Re:Invasive Species Deterrent (1)

sexconker (1179573) | more than 4 years ago | (#29585161)

Species travels to new location on it's own, on another animal, on a boat, truck, or whatever.

Species takes root and kicks ass. Weaker species die out. It's just nature doing its thing. I think Disney wrote a song about it.

What you're preaching is segregation.

Contradictory write-up... (1)

mi (197448) | more than 4 years ago | (#29584107)

Sea-faring vessels are a major contributor of greenhouse gas production due to a deficit in international laws [...] toxic to marine animals and thus outlawed by several nations

It seems, that when it really matters, national laws banning undesirable practices are quite effective...

Old news. (1)

etnoy (664495) | more than 4 years ago | (#29584187)

This is nothing new. The 1987 U.S. America's Cup challenger Stars and Stripes pioneered the idea of having a specifically structured texture on the outer hull. Source (see page 60) [google.com] .
Later on the internaional yacht racing rules [sailing.org] were amended with rule no. 53,

A boat shall not eject or release a substance, such as a polymer, or have specially textured surfaces that could improve the character of the flow of water inside the boundary layer.

.
The Stars and Stripes design was to use microscopic V-grooves alongside the hull, and when optimized for a specific speed throgh the water, actually gave some improvement. If the scientists could get this to work in tough conditions like on cargo ships as well, we could save a lot of energy.

Re:Old news. (1)

PPH (736903) | more than 4 years ago | (#29584739)

Yeahbut, leave that expensive, micro-grooved hull sitting in sea water for a year or two and see what the barnacle buildup looks like.
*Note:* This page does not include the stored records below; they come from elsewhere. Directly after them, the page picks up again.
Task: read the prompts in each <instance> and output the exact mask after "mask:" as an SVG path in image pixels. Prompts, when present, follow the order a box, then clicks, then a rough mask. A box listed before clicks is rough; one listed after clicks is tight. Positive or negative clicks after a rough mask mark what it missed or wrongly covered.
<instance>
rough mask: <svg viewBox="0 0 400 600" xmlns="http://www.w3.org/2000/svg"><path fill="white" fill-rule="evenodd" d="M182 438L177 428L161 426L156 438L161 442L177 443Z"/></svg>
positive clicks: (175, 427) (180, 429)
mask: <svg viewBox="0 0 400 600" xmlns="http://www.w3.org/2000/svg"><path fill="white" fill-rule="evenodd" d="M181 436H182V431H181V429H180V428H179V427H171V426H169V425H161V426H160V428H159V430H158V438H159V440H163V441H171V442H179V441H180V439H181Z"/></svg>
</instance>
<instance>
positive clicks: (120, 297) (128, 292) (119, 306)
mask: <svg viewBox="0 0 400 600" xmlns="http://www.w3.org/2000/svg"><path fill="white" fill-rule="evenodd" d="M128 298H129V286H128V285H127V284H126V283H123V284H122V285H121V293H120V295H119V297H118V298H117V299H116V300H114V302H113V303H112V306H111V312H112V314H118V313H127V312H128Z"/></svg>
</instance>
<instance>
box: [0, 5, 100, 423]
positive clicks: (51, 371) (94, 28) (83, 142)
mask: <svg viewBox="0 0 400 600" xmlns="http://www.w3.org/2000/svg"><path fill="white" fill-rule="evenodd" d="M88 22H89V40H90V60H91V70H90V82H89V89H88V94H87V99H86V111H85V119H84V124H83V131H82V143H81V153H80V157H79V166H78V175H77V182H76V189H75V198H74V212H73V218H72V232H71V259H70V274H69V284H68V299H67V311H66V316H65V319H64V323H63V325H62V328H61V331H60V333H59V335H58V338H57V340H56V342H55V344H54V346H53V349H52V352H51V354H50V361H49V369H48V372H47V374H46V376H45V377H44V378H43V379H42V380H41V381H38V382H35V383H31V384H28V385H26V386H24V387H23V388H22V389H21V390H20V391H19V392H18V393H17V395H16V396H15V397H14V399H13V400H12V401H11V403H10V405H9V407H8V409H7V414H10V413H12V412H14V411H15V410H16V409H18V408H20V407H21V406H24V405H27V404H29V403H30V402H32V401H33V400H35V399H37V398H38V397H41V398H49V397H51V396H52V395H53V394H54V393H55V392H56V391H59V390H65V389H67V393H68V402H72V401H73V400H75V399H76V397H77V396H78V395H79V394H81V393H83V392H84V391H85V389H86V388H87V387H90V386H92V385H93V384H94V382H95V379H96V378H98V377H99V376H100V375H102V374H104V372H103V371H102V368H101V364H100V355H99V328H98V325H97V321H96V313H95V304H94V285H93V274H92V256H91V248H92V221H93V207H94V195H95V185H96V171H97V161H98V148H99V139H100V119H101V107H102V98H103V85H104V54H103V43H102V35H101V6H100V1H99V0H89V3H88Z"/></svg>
On the other hand, rule 53 doesn't apply to cargo ships. Anything that doesn't poison the fish is fair game.

How about this? (2, Interesting)

mencomenco (551866) | more than 4 years ago | (#29584431)

Has anyone tried adding the well-known Microban additives to marine paints?

TFA states that barnacle infestation begins with filming of bacteria on the hull, followed by algea eating the bacteria, then barnacles feeding on the algea.

Some Microban additives puncture bacteria and hence kill them. They are used in kitchen and medical equipment and institutional wall paints. Why not attack the root of the food chain rather than the top rung?

Nano-Molecular Arrangement (1)

sexconker (1179573) | more than 4 years ago | (#29585077)

"or through the nano-molecular arrangement of their skin" should be "or through their skin".

Oh wait, we talked about pores already?
The entire sentence should be dropped.

Not everything has to be nano, cyber, 2.0, cloud-based, or other such bullshit, kids.

Or, the easy way... (2, Funny)

auroracita (1646739) | more than 4 years ago | (#29585373)

We could just keelhaul more people. They'll scrape all the crap right off the bottom of your ship. Or they'll get stuck down there and create a bigger problem. Either way, it's entertainment. Yar.